Opportunistic Investing 2014: “Arbageddon” – One Day, Three Deals, All Spreads

 

On Wednesday August 6, 2014 the first broad-based merger spread widening occurred since the Fall of 2011. The simultaneous break up of three announced deals that day widened spreads and provided a unique entry point to capture value through the anticipated convergence of these spreads.

Early that day the news broke that “Walgreens is staying in the US.”1 The firm had chosen to keep its US tax domicile after buying Alliance Boots thereby forfeiting the highly-controversial “inversion benefit.”2Later that same day, Bloomberg reported both that Sprint and T-Mobile decided not to merge, and that Rupert Murdoch “gave up” on his bid to acquire Time Warner.3 The equities for firms involved in these deals were off considerably on the news, selling off more than 10%. Finally, Secretary of Treasury Jacob J. Lew urged Congress to act immediately to limit corporate inversion by making it a less economical option for US companies. By market close, contagion had ensued in merger arbitrage, causing a broad-based spread widening that persisted for days. Many deal spreads were in the high-teens by the end of the week after trading significantly tighter for several months, sometimes without regard for the nature of the deal — local or cross-border, simple or complex, short-term or long-term, with or without regulatory risks.

The Causes of Contagion:

The widening of merger spreads was caused by a number of factors. In the weeks leading up to August 6th, there was an abundance of merger deal flow focused in the healthcare sector and on corporate inversions. Some investors were speculating on which companies might announce inversion deals, buying them and propping up their prices as a result (see Alper Ince’s July 2014 PAAMCO Viewpoint).4 In some cases, with losses caused by widening merger spreads, risk management mechanisms may have recommended scaling back positions on existing deals, creating uneconomic sellers in otherwise attractive situations. Similarly, traditional long-only buyers who were long-term owners of shares of companies targeted for inversion benefits also started selling to minimize their overall exposure to US regulatory risk.

Looking deeper into the cause of the contagion, leverage levels — a common driver of merger spread movement — do not explain investor behavior in this particular case. Leverage did remain below peak levels. However, overall deal quality was lower and deal complexity had increased.5

In fact, leading up to August 6th, these two factors, when observed together, were far above the normal expected tradeoff band (see graph below), and contributed to the wider de-risking.​

The Opportunity:

Current market conditions present an opportunity for investors to capture value by positioning for the convergence of merger spreads back to normal levels.

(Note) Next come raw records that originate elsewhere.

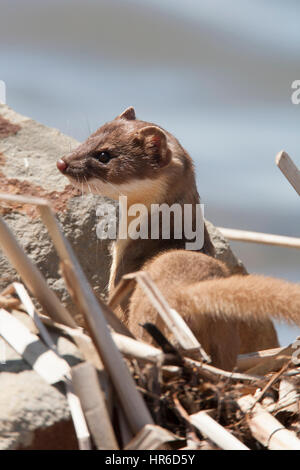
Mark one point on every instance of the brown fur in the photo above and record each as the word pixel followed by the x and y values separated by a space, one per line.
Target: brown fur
pixel 229 314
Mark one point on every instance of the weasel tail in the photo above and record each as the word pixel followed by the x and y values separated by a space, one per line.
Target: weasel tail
pixel 247 298
pixel 229 312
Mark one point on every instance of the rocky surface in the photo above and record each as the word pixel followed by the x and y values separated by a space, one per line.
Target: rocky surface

A healthy credit market and the notion that market contagion irrationally widened spreads on many deals unrelated to corporate inversions, both support an opportunistic increase in the risk allocation to the merger arbitrage strategy.

Such an opportunistic increase needs to be nimble and dynamic, in nature and in structure, in order to capture the potential convergence before merger spreads normalize. Dynamically positioning for convergence can be effectively implemented through the use of variable leverage in managed accounts or by gaining exposure to hedge fund replicators/alternative beta via swaps. The managed account approach will effectively increase (and later reduce) exposure without the need to wait for the monthly subscription cycle. The replicators should also be able to reduce the need for a cash transaction if the appropriate counterparty set-up is in place. Once the market normalizes, allocators should aim to bring back their exposures in line with their longer-term targets.​

1 “Walgreen Will Stay on U.S. Soil, Bows to Political Pressure“, Forbes.com, 8/6/2014, by Bruce Japsen.
2 “The financial advatage gained as a result of a change in a compay’s tax jurisdiction. Usually, a firm becomes a subsidiary of a new parent company in a jurisdiction with beneficial tax laws.
3 “Sprint and SoftBank End Their Pursuit of a T-Mobile Merger,” The New York Times, 8/5/14, by Michael J. De La Merced; “Murdoch’s Fox Withdraws Time Warner Takeover Offer,” Bloomberg, 8/6/14, by Jeffrey McCracken and Anousha Sakoui.
4 “Opportunity Set From Increased Corporate Deal Activity“, July 2014, by Alper Ince.
5 Friendly, logical, strategic deals are considered better quality than, for example, a cross border hostile takeover subject to regulatory approval.

Mayer Cherem, CFA, CQF is a Managing Director and Head of the Portfolio Solutions Group. He is also the Sector Specialist responsible for the evaluation and management of opportunistic investments and offensive risk management initiatives. Mayer focuses on identifying new, uncorrelated sources of alpha through fundamental analysis and their optimal integration into client portfolios. He chairs the firm’s Strategy Allocation Committee where he focuses on assessing the impact of asset allocation on overall portfolio risk and performance. As a member of the Risk Management Committee, Mayer is involved in the ongoing development of the firm’s risk criteria and quantitative aspects of portfolio construction. Mayer is also a member of the firm’s Investment Oversight Committee. Mayer earned his MBA from Columbia Business School after graduating from the Universidad Simon Bolivar of Venezuela with a BS in Production Engineering.